Hedgehog信号途径转录因子Ci稳定性调节的研究

Hedgehog (Hh) signaling pathway is essential for cell growth control and differentiation both in vertebrate and invertebrate development.Disorder of Hh signaling can lead to a variety of human diseases, including cnacer and birth defect. The transcription factor of Hh signaling in Drosophila, Ci, and its vertebrate homologous Gli, contribute to regulating downstream gene expressions on a concentration dependent manner. The stability and activity of Ci/Gli are tightly controled by Hh gradient. It is well known that Cul1-Slimb and Cul3-Hib complexes play a very important role in the regulation of Ci stability. However, it is still largely unknown how these two ubiquitin E3 ligases regulate Ci155 processing to Ci75 or completely degradation. In this study, we will figure out the ubiquitin sites on Ci which are response to Ci processing or the completely degradation by using proteomics method. We will also investigate the effect of these sites on Ci stability, therefore on Hh signaling. In addition, we will seek the new Ci potential binding protein which will be involved in Ci processing and degradation. In this study, we will try to uncover the mechanism by which Ci processing and degradation are regulated by ubiquitiation and potential proteins. Considering the conservation between Ci and Gli, the mechanism study of Ci stability regulation might contribute to the clinical treatment of human diseases caused by Hh signaling disorder.

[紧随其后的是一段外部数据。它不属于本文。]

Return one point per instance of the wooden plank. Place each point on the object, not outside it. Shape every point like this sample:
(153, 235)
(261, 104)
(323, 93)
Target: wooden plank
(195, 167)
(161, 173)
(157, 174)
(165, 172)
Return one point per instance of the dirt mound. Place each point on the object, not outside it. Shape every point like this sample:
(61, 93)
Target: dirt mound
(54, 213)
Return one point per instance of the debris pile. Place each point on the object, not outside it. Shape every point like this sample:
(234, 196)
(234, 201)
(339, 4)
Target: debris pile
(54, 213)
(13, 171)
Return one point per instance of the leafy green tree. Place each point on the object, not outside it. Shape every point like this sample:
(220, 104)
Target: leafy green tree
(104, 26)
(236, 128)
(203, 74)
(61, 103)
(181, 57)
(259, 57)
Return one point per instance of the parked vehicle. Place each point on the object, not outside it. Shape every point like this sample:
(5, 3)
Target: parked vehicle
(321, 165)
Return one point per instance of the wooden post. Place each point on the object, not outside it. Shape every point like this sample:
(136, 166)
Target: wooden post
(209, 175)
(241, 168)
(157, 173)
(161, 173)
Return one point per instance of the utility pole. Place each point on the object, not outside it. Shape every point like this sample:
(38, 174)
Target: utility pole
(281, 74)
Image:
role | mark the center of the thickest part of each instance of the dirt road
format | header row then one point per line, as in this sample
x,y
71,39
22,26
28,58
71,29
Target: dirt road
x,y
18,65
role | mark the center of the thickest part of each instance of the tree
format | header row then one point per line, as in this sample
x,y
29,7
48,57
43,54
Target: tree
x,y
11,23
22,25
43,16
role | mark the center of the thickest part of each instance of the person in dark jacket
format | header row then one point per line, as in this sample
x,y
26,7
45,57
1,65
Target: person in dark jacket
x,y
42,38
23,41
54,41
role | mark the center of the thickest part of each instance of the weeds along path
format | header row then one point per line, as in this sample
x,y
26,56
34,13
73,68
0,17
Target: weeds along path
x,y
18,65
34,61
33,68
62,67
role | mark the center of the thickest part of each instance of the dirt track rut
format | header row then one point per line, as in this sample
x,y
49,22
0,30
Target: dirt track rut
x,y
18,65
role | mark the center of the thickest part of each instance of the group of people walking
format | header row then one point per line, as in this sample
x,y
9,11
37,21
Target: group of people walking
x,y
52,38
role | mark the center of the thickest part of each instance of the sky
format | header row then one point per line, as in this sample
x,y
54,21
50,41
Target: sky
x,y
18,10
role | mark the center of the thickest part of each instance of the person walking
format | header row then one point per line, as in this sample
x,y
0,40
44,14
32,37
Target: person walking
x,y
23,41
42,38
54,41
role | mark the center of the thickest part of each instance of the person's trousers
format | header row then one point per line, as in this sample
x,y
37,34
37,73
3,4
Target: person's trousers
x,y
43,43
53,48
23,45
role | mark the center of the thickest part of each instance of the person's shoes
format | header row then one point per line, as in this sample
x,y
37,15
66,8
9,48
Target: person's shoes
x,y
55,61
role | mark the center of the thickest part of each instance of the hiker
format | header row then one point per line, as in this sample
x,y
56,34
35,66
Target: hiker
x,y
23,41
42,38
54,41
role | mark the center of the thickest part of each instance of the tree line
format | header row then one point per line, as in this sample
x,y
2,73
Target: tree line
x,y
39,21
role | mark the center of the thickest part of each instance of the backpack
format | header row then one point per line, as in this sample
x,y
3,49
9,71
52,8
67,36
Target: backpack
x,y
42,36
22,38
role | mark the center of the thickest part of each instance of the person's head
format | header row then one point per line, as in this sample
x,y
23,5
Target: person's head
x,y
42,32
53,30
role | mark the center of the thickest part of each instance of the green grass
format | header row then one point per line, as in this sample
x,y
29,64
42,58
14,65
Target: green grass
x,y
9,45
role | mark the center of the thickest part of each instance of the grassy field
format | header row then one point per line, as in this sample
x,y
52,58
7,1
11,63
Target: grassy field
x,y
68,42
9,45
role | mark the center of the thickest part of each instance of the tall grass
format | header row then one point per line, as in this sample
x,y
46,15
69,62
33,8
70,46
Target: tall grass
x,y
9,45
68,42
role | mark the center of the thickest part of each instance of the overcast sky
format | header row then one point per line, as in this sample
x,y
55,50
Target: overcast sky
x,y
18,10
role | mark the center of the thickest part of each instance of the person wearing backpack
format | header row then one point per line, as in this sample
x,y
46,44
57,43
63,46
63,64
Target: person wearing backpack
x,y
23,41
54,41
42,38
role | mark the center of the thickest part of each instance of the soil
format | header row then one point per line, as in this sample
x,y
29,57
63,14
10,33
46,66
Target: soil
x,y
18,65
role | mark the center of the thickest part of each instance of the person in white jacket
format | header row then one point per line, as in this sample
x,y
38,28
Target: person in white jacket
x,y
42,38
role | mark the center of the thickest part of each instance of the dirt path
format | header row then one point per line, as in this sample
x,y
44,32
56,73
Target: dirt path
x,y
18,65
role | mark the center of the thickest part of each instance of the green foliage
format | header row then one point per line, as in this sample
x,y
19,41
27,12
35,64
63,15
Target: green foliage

Hedgehog (Hh) 信号途径控制脊椎及非脊椎动物众多发育过程中细胞的生长及分化。该通路的错误调节可导致多种人类疾病。果蝇中的Ci蛋白是该途径的关键转录因子,与脊椎动物中的Gli蛋白同源。不同浓度的Hh通过对Ci/Gli活性及稳定性的调节严格控制下游基因的表达。虽然已知Cul1-Slimb与Cul3-HIB在该调节过程中起重要作用，但二者如何调控Ci155降解成抑制因子Ci76或者将Ci155完全降解仍是亟待解决的问题。本项目旨在探索不同Hh浓度下Ci的泛素化修饰位点，并验证该蛋白修饰的功能。本项目还将对控制Ci155降解为Ci76的结合蛋白进行寻找及其机制研究。鉴于Ci/Gli功能在进化上的保守性，对Ci活性调控机制的研究不仅会加深对Hh信号转导途径机理的理解，同时在由Hh信号转导途径异常导致的人类疾病的临床治疗上也会起到重要的指导性作用。

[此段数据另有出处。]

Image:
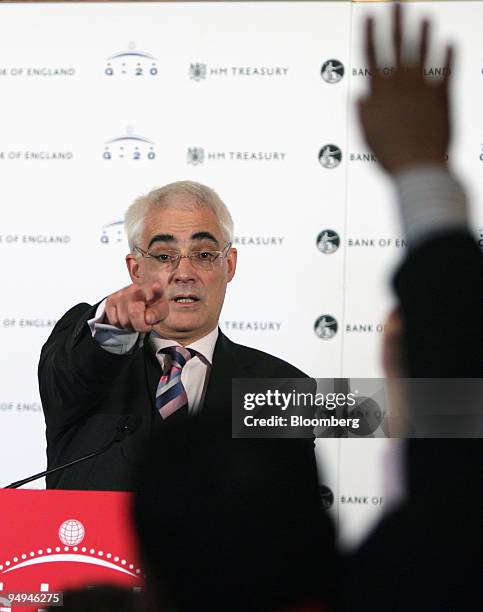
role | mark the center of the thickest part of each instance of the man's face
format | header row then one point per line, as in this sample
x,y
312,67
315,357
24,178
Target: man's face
x,y
184,231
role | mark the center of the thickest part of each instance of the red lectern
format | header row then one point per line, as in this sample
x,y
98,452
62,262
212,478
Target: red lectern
x,y
51,541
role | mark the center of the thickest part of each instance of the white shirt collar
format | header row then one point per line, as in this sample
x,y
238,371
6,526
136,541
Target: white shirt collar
x,y
205,345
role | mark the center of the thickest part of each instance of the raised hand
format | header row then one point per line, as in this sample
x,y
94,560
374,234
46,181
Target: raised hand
x,y
405,116
137,307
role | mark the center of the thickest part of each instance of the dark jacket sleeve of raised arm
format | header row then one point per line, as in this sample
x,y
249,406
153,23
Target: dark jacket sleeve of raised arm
x,y
75,372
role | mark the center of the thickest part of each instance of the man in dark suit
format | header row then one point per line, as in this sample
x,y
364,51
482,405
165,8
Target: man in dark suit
x,y
425,555
152,349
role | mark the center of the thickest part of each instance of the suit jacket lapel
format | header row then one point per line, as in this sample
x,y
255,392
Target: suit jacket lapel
x,y
218,393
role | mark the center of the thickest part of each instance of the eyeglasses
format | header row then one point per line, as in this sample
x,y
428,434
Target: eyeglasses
x,y
202,260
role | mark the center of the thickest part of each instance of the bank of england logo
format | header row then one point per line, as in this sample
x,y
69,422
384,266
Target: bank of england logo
x,y
71,532
332,71
195,156
330,156
326,497
325,327
129,147
113,232
131,63
328,241
197,72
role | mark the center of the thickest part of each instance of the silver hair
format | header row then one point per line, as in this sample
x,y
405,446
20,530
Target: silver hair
x,y
165,197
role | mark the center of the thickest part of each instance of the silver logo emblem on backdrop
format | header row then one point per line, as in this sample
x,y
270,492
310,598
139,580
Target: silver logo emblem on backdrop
x,y
332,71
330,156
129,147
325,327
131,63
197,72
195,156
328,241
113,232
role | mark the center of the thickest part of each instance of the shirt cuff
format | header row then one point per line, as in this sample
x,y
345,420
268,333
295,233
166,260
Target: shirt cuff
x,y
113,339
431,201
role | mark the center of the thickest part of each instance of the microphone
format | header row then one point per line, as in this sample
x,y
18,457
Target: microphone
x,y
127,426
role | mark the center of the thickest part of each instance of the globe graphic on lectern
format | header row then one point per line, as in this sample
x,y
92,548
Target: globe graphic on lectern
x,y
71,532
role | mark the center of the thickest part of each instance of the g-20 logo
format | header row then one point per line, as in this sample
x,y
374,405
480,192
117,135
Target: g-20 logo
x,y
131,63
130,147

Hedgehog信号通路控制了脊椎动物以及非脊椎动物众多发育过程中细胞的生长及分化。该信号通路的关键转录因子Ci/Gli的活性及稳定性严格受到Hh信号的调节，并且直接影响下游信号通路的激活。已有的研究对Ci155加工成Ci75的具体分子机制以及Ci稳定性的调节机制的报道仍然有限。我们的研究工作以阐明这一基本问题为出发点，在果蝇细胞系中筛选出了能够与Ci结合并且可能参与调节Ci活性及稳定性的候选蛋白，通过深入研究，发现了Myosin调节轻链蛋白SQH（CG3595）在Hh信号通路中扮演的新角色——SQH在Hh信号通路中参与调控了Ci的稳定性。SQH参与保护Ci155及Ci75使之免于降解，除此之外，存在Hh的条件下，SQH能够促进Ci155加工成Ci75。研究还发现，T20S21两个位点的磷酸化对其功能的发挥至关重要，这一修饰是受Hh信号调控的。根据研究结果，我们提出了一个机制模型：SQH对Ci稳定性的调节是通过其自身磷酸化与非磷酸化修饰形式的动态平衡实现的。在Hh通路中，这一动态微调控机制避免了Hh信号通路的过度激活及抑制。存在Hh条件下，Ci主要以转录激活因子Ci155发挥功能，作为次要调节，磷酸化的SQH能够与Ci155结合，并可能招募其他降解相关蛋白共同参与了Ci155加工成Ci75的过程，并维持Ci75的少量存在，以限制下游基因的过度激活；不存在Hh条件下，Ci主要被加工成转录抑制因子Ci75，作为次要调节，此时SQH主要以非磷酸化形式存在，未被磷酸化修饰的SQH与Ci结合，并且部分抑制Ci155的降解，以此防止下游基因的过度抑制。这一研究结果在Hh信号通路研究领域第一次揭示了SQH参与调控了Ci的稳定性，有助于人们对Hh信号通路的理解以及相关人类疾病的研究。